The toxicology of TFA has been explored in a range of non-clinical rodent (rat) studies, which revealed non-adverse mild liver hypertrophy following acute exposure of up to 2,400 parts-per-million sodium TFA for 14 days (Dekant and Dekant, 2023). No adverse effects were detected when TFA was administered to rats for 90 days, or in dedicated reproductive and developmental toxicology studies, or in vitro genetic toxicity experiments (Dekant and Dekant, 2023). Based on the levels of TFA assessed in the toxicology studies and the potential for human environmental exposure to TFA, it was concluded that the “margin of exposures” of TFA do not indicate human health risks (Dekant and Dekant, 2023; Madronich et al., 2023). To assess the impact of HFO-1234ze-propelled pMDIs to environmental TFA depositions, we first outlined the possible degradation routes of HFO-1234ze in the atmosphere, and then estimated the maximum TFA yield by varying atmospheric conditions using a box-modeling approach. Afterwards, we assessed the annual TFA rainwater concentration assuming all pMDIs in France have transitioned to the next-generation propellant HFO-1234ze.

Effect of next-generation propellant on TFA deposition in the environment

To simulate the HFO-1234ze degradation kinetics at different altitudes, we implemented the chemical degradation mechanism (Supplementary Figure S1) in the box model (Wolfe et al., 2016) based on physicochemical data available in the literature (Lightfoot et al., 1992; Wallington et al., 1994; Tyndall et al., 2001; Sulbaek Andersen et al., 2004a; Sulbaek Andersen et al., 2004b; Chiappero et al., 2006; Søndergaard et al., 2007; Ammann et al., 2016). In the model, we captured the effect of different temperatures; pressures; and different abundances of reactants that play a central role in controlling the yield of TFA. We obtained the concentrations of these important reactants OH^•, NO, NO₂, HO₂^• from a global atmospheric chemistry model (Reifenberg et al., 2022) averaged over Europe (Supplementary Figure S2). For chemical reactions with missing rate constants, we used their values from analogous reactions. In the text below, we describe the major steps involved in chemical degradation of HFO-1234ze and formation of TFA.
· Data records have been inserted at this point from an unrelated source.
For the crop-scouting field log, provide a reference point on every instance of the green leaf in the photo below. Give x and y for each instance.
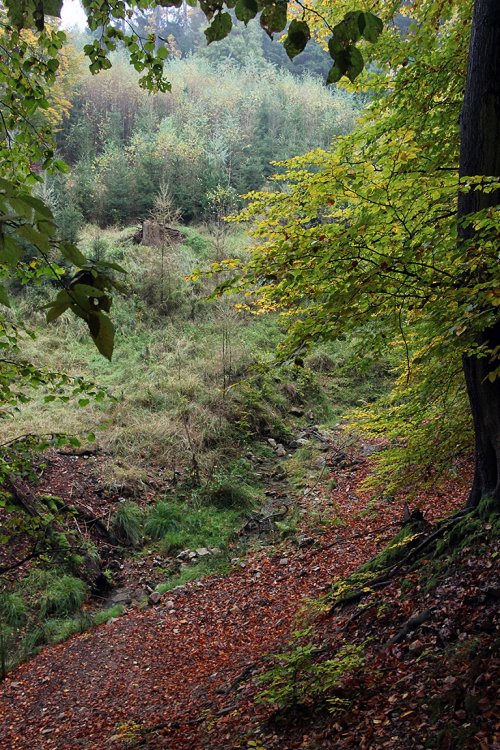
(4, 299)
(297, 38)
(348, 62)
(274, 17)
(108, 264)
(52, 8)
(72, 253)
(59, 306)
(219, 28)
(102, 331)
(11, 252)
(370, 26)
(87, 290)
(355, 62)
(245, 10)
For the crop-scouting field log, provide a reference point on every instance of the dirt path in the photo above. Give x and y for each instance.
(180, 665)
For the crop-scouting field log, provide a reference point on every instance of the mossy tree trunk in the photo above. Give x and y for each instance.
(480, 155)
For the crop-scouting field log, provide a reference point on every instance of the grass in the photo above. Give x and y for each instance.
(208, 566)
(127, 523)
(203, 526)
(63, 596)
(13, 611)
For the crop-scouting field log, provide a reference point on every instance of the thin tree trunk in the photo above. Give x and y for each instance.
(480, 155)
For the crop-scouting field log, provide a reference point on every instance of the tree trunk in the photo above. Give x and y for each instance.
(480, 155)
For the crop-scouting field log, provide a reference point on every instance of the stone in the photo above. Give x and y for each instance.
(203, 552)
(304, 541)
(122, 596)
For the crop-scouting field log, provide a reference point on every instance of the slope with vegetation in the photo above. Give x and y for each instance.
(386, 300)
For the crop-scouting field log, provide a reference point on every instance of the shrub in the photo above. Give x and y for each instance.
(63, 596)
(164, 517)
(106, 614)
(12, 610)
(225, 493)
(127, 523)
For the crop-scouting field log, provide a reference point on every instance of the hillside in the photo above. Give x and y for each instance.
(184, 673)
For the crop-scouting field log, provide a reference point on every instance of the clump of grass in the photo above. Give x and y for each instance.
(127, 523)
(163, 518)
(63, 596)
(58, 630)
(12, 609)
(224, 493)
(209, 566)
(107, 614)
(205, 526)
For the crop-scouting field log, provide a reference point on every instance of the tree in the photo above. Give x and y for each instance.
(334, 262)
(480, 155)
(369, 230)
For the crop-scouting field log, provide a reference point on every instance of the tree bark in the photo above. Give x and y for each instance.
(480, 155)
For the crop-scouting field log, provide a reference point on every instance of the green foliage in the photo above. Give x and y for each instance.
(300, 677)
(12, 609)
(351, 234)
(107, 614)
(202, 526)
(127, 523)
(63, 596)
(58, 630)
(163, 517)
(229, 488)
(217, 132)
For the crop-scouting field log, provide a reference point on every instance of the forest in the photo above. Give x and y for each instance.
(249, 374)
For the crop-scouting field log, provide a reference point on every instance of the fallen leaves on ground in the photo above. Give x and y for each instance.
(179, 676)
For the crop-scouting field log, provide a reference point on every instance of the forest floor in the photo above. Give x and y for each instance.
(182, 674)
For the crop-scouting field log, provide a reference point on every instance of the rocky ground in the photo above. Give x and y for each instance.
(183, 673)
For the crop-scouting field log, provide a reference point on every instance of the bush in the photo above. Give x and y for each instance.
(12, 610)
(164, 517)
(127, 523)
(63, 596)
(225, 493)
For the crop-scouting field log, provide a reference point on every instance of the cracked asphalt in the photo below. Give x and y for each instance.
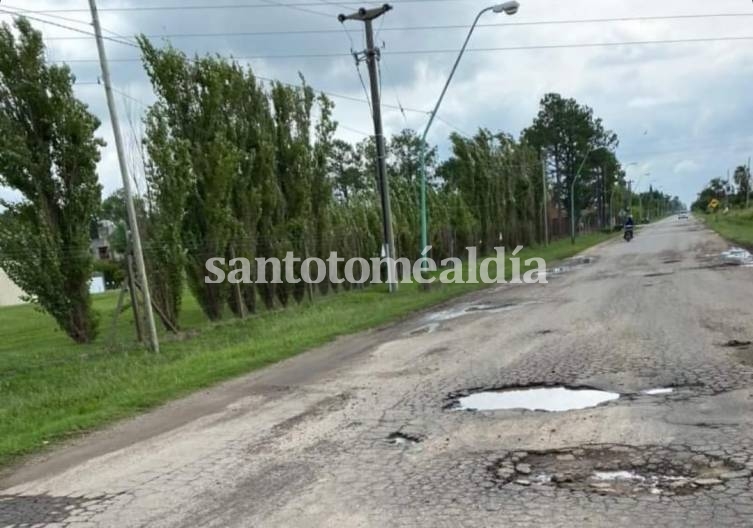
(312, 441)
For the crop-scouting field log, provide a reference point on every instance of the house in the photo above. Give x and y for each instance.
(10, 294)
(100, 240)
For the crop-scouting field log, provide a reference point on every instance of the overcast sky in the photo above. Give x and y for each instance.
(682, 110)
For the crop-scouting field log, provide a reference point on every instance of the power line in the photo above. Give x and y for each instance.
(328, 55)
(69, 28)
(212, 7)
(434, 27)
(23, 12)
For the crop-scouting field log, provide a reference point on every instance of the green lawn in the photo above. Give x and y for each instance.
(51, 388)
(736, 226)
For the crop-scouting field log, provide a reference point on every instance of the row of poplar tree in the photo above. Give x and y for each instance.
(238, 168)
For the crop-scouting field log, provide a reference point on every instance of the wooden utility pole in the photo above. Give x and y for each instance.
(371, 56)
(132, 220)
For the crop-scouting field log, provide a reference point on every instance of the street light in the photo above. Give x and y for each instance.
(611, 198)
(509, 8)
(572, 194)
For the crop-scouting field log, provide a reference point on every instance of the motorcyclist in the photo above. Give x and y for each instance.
(629, 223)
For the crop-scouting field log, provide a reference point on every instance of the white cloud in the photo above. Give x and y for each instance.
(689, 98)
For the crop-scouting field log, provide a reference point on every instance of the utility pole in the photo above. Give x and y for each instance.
(371, 54)
(546, 199)
(747, 186)
(132, 220)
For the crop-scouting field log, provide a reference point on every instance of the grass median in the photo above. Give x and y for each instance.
(51, 388)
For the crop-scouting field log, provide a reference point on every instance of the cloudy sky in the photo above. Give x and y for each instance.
(682, 109)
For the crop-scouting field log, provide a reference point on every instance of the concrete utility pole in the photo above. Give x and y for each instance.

Step 1: Oxidation of HFO-1234ze by hydroxy radicals

In the presence of O₂, the hydroxyl radicals attack HFO-1234ze across the double bond, initiating its degradation and forming two peroxy radicals (1a, 1b; Table 1). In Figure 1A, we have depicted the possible fate of HFO-1234ze emissions within the boundary layer. Figure 1B shows simulation of HFO-1234ze degradation at various altitudes (0, 4, 6, and 10 km), suggesting that HFO-1234ze has a lifetime of ∼20 days, which is like the 19-day lifetime reported elsewhere (Neale et al., 2021). Given the short atmospheric lifetimes, these results also suggest that HFO-1234ze would have a weak vertical gradient, throughout the troposphere (0–10 km at mid-latitudes) and that its oxidation will take place at temperatures between 300 and 220 K.

TABLE 1

TABLE 1. HFO-1234ze degradation reactions in the atmosphere.

FIGURE 1

FIGURE 1. HFO-1234ze(E) emission and degradation in the atmosphere. (A) Schematics depicting possible fate of HFO-1234ze emissions within the boundary layer of the atmosphere. In addition to interacting with the atmospheric reactants within a region, HFO-1234ze emissions released in the atmosphere would experience wind dispersion. In the atmosphere, photolysis reaction dominates the removal of trifluoro-acetaldehyde (TFAA), formed after the hydroxy radical attack on the double bond of HFO-1234ze. Recent work (Andersen and Nielsen, 2022) has demonstrated that photolysis of TFAA does not produce CF₃H (HFC-23; GWP₁₀₀ 12,960). A downstream product of TFAA’s interaction with hydroxyl radicals is the production of trifluoroacetic acid (TFA). TFA accumulated due to in-cloud hydrolysis of HFO-1234ze is removed from the atmosphere via rain, snow, and fog (Wang et al., 2014). The solid arrow indicates TFAA photodissociation forms CF₃, whereas dotted arrow indicates TFA is a downstream product of TFAA degradation. Beige shaded inset: Computational estimate of TFA yield with altitude as a function of increasing concentration (black, blue, and pink) of hydroxy radicals. (B) Model simulations showing kinetics of HFO-1234ze degradation, TFAA formation and degradation, and TFA formation at different altitudes above the surface, i.e., 0 (blue), 4 (purple), 6 (yellow), and 10 (orange) km. All chemicals are in units of parts-per-billion (ppb).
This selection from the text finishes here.